I laughed. “If I’m lucky, Pete, that’s what they’ll think.”
“Come on, I’ll take you to a place that has the best hot Cubans in town.”
In Florida a hot Cuban is a sandwich made of thinsliced ham, spicy pork, baby Swiss cheese, and sliced dill pickles. It’s called a Cuban because it’s stacked in a split Cuban roll, which gets its crispy crust from being baked in palmetto leaves. The whole thing is smashed flat in a hot buttered plancha—sort of like a waffle iron—and grilled until the cheese melts and the pickle juice steams into the meat. I only eat about one a year, because one gauge of how much time you have left before your arteries clog up is the number of Cubans you’ve eaten in your lifetime.
I followed Pete to a hole-in-the-wall café, and the deputy followed me. I wasn’t sure what the etiquette was for having lunch while being tailed, but when I got out of the Bronco, I gave him a wave and pointed inside. He must have been given orders not to talk to me, because he pretended not to see my hand signals.
Pete gallantly held the door open for me, and we gave our Cuban orders to a fat man in a white apron, then moved down the counter to pick up our drinks from an open cooler. Pete got a beer and I pulled out unsweetened iced tea. We carried them to a dark plastic booth and slid in to wait.
18
Up close, Pete’s face was a lot more reflective than he had seemed. Deep laugh lines fanned at the corners of his eyes, but the eyes were intelligent and watchful.

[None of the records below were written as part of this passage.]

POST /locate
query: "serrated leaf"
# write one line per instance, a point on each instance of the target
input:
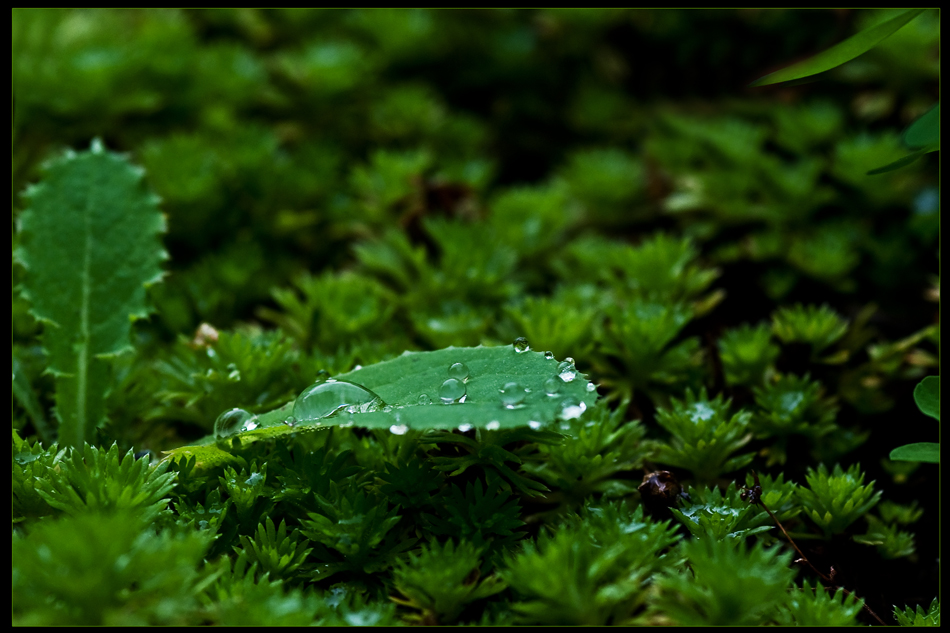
(927, 396)
(88, 241)
(840, 53)
(401, 382)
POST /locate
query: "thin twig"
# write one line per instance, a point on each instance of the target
(756, 498)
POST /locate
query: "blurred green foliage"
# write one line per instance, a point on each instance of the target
(341, 186)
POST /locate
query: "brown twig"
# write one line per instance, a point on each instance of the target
(754, 496)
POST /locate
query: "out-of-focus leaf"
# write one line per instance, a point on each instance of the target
(927, 396)
(903, 162)
(925, 131)
(919, 452)
(841, 53)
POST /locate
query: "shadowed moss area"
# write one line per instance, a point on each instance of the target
(491, 317)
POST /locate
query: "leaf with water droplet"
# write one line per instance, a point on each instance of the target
(409, 389)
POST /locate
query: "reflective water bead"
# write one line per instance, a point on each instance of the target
(452, 390)
(230, 422)
(571, 409)
(566, 371)
(512, 394)
(335, 396)
(459, 371)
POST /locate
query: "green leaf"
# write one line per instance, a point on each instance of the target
(23, 392)
(927, 396)
(88, 243)
(409, 387)
(841, 53)
(919, 452)
(925, 131)
(906, 160)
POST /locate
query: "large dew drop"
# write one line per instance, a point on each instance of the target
(332, 397)
(452, 390)
(566, 371)
(231, 422)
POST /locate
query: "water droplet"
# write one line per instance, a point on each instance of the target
(571, 409)
(459, 371)
(328, 398)
(566, 371)
(452, 390)
(512, 394)
(230, 422)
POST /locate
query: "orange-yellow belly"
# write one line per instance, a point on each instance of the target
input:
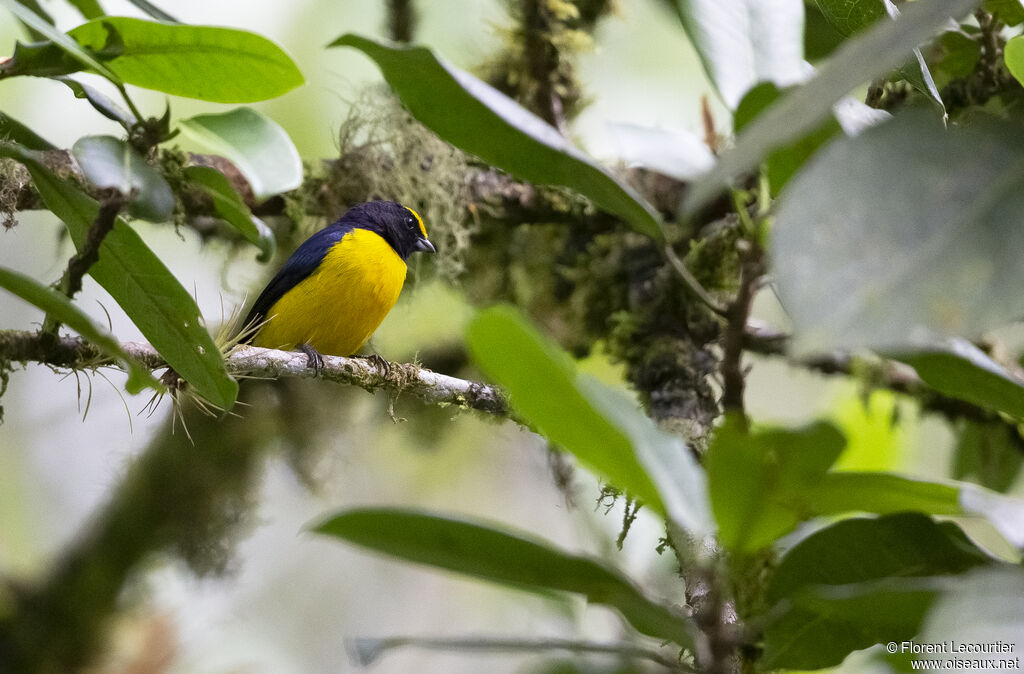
(339, 305)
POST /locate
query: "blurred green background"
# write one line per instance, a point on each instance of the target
(292, 600)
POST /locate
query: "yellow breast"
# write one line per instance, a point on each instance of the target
(339, 305)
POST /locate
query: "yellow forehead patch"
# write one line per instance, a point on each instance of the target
(418, 219)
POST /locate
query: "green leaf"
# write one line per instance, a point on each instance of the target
(963, 371)
(61, 40)
(229, 206)
(836, 591)
(255, 143)
(780, 165)
(11, 129)
(878, 50)
(88, 8)
(755, 479)
(742, 42)
(670, 152)
(100, 102)
(849, 16)
(918, 74)
(954, 54)
(501, 556)
(983, 606)
(1014, 55)
(862, 265)
(154, 11)
(989, 454)
(61, 308)
(137, 280)
(38, 9)
(820, 37)
(764, 483)
(111, 163)
(221, 65)
(839, 493)
(1010, 12)
(484, 122)
(604, 431)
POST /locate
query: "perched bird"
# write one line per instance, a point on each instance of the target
(337, 287)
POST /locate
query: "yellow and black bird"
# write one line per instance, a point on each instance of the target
(337, 287)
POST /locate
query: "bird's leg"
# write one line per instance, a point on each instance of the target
(313, 357)
(382, 365)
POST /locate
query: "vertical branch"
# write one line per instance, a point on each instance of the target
(400, 19)
(735, 330)
(80, 263)
(542, 61)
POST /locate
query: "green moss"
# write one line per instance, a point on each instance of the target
(386, 154)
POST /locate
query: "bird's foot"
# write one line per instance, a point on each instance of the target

I said, “Josephine said you had something to tell me about Denton Ferrelli and Leo Brossi.”
“Yeah, the name rang a bell, so I made some calls. Brossi owned a fleet of casino ships that operated under the name Moon Surfer. Had about fifteen of them going out of different ports. Another company owned by a guy named Samson started sending casino ships into the same ports Brossi was using. Samson was gunned down on his way home one night. Papers called it a gangland-style killing, but nobody was ever arrested.”
“What’s Brossi’s connection to Denton Ferrelli?”
“Well, that’s what’s interesting. Turns out Brossi got the money to buy his casino ships from the trust that Denton Ferrelli manages. It was supposedly a way to stimulate the economies where Brossi’s boats operated.”